System information

Error Log Analysis
5-3
5.2 Machine Checks/Interrupts
The exceptions that result from hardware system errors are called machine
checks/interrupts. They occur when a system error is detected during the processing
of a data request. Four types of machine checks/interrupts are related to system
events:
Processor machine check (SCB 670)
System machine check (SCB 660)
Processor-detected correctable error (SCB 630)
System-detected nonfatal error (SCB 620)
NOTE: A fan failure is a fatal, noncorrectable error, but is reported as nonfatal to
allow the operating system to perform shutdown.
During the error-handling process, errors are first handled by the appropriate
PALcode error routine and then by the associated operating system error handler.
The causes of each of the machine check/interrupts are as follows. The system
control block (SCB) vector through which PALcode transfers control to the
operating system is shown in parentheses.
Processor Machine Check (SCB: 670)
Processor machine check errors are fatal system errors that result in a system crash.
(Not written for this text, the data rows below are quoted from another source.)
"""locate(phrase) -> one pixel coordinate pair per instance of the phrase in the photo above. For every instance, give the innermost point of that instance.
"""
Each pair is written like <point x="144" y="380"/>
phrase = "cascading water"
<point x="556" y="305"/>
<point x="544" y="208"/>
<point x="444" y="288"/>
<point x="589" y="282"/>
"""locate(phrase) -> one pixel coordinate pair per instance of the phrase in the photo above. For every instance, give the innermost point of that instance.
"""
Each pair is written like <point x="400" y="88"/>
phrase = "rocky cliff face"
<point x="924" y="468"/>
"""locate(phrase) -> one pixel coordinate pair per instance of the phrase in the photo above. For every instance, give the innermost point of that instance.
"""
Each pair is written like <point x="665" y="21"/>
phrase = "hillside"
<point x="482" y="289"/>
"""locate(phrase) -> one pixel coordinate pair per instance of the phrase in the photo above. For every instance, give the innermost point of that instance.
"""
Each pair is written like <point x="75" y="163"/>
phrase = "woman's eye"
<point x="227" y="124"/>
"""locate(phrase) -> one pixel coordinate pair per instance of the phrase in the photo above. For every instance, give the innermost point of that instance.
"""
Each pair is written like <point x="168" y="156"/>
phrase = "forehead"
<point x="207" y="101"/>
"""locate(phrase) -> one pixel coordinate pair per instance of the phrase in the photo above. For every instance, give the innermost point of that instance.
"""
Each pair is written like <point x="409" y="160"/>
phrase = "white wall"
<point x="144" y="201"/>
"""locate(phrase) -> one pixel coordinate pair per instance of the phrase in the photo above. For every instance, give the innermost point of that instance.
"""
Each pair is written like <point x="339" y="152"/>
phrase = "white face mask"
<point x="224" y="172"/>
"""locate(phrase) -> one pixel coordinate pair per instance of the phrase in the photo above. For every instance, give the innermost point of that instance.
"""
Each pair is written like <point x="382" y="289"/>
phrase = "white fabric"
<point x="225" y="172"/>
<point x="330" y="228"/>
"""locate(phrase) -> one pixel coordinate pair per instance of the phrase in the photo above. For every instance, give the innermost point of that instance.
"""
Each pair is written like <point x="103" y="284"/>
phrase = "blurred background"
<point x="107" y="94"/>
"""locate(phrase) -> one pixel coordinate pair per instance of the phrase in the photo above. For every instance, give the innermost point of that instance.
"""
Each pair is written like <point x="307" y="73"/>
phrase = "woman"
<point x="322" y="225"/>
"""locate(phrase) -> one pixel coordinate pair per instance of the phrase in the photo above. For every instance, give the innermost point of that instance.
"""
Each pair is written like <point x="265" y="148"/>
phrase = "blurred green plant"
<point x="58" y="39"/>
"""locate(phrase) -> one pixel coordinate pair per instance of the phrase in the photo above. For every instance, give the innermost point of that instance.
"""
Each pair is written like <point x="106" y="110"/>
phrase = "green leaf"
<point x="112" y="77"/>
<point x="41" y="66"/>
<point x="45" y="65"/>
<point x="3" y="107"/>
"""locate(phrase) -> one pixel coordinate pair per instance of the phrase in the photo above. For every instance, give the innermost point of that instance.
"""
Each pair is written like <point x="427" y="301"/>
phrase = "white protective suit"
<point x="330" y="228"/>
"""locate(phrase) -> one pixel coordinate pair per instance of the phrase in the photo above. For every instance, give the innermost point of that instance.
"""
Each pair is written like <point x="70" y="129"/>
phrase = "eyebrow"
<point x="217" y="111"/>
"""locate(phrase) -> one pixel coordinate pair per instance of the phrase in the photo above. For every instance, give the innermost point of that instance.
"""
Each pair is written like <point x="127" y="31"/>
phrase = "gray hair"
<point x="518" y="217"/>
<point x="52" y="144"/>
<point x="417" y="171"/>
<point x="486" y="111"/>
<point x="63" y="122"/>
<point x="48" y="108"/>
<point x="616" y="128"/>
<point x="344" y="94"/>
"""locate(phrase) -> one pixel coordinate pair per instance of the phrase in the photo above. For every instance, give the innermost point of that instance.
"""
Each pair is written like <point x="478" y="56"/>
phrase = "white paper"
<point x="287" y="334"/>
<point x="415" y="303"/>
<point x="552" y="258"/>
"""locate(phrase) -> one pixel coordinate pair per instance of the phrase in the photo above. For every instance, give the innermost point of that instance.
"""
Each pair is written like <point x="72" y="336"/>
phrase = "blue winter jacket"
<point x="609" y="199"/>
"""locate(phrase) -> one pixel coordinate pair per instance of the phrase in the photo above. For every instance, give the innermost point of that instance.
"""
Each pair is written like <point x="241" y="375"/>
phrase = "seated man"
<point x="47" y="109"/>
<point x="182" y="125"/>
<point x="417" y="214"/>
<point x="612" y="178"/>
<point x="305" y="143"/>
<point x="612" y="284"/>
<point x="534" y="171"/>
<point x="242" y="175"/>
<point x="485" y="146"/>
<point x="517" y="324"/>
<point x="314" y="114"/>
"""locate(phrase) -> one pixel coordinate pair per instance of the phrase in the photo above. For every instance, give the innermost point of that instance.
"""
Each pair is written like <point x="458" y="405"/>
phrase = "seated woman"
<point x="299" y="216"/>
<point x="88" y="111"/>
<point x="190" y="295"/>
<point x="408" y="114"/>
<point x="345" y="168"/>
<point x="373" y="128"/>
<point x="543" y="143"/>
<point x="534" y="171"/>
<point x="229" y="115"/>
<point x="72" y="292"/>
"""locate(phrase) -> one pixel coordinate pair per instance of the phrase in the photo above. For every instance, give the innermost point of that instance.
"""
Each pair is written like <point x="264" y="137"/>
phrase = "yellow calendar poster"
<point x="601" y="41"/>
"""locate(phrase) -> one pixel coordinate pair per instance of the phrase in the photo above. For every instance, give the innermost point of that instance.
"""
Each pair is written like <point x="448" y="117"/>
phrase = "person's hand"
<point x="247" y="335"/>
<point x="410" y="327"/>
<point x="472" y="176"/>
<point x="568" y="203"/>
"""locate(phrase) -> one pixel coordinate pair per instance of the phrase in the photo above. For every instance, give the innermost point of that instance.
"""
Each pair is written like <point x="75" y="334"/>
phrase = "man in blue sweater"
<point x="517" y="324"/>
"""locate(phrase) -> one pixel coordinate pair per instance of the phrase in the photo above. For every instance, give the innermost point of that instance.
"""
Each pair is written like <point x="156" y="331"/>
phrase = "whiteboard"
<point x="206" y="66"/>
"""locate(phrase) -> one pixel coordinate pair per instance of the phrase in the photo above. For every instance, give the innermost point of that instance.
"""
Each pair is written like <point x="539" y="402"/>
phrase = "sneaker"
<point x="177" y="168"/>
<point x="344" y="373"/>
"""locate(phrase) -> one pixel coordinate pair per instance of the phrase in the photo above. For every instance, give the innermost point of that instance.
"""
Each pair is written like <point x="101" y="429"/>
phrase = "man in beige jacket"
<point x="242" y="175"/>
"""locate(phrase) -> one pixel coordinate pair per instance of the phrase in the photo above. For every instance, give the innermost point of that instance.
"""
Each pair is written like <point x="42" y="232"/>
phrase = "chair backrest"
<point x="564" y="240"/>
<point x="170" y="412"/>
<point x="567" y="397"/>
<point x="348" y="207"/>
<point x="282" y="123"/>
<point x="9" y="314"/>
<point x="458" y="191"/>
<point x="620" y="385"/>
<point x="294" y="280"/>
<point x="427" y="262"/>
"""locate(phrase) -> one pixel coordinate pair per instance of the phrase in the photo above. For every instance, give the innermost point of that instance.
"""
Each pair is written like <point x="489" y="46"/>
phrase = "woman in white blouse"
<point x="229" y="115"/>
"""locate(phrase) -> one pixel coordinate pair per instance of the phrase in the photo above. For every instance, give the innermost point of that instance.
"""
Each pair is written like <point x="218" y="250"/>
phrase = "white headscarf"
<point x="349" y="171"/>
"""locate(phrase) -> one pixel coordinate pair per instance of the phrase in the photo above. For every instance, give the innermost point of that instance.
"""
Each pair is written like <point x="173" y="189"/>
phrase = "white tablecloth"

The error-handling code for these errors is common across all platforms using the
Alpha 21164 microprocessor.
I-cache data or tag parity error
S-cache data parity error—I-stream
S-cache tag parity error—I-stream
S-cache data parity error—D-stream Read/Read, READ_DIRTY
S-cache tag parity error—D-stream or system commands
D-cache data parity error
D-cache tag parity error
I-stream uncorrectable ECC data parity errors (B-cache or memory)
D-stream uncorrectable ECC data parity errors (B-cache or memory)
B-cache tag parity errors—I-stream
B-cache tag parity errors—D-stream
System command/address parity error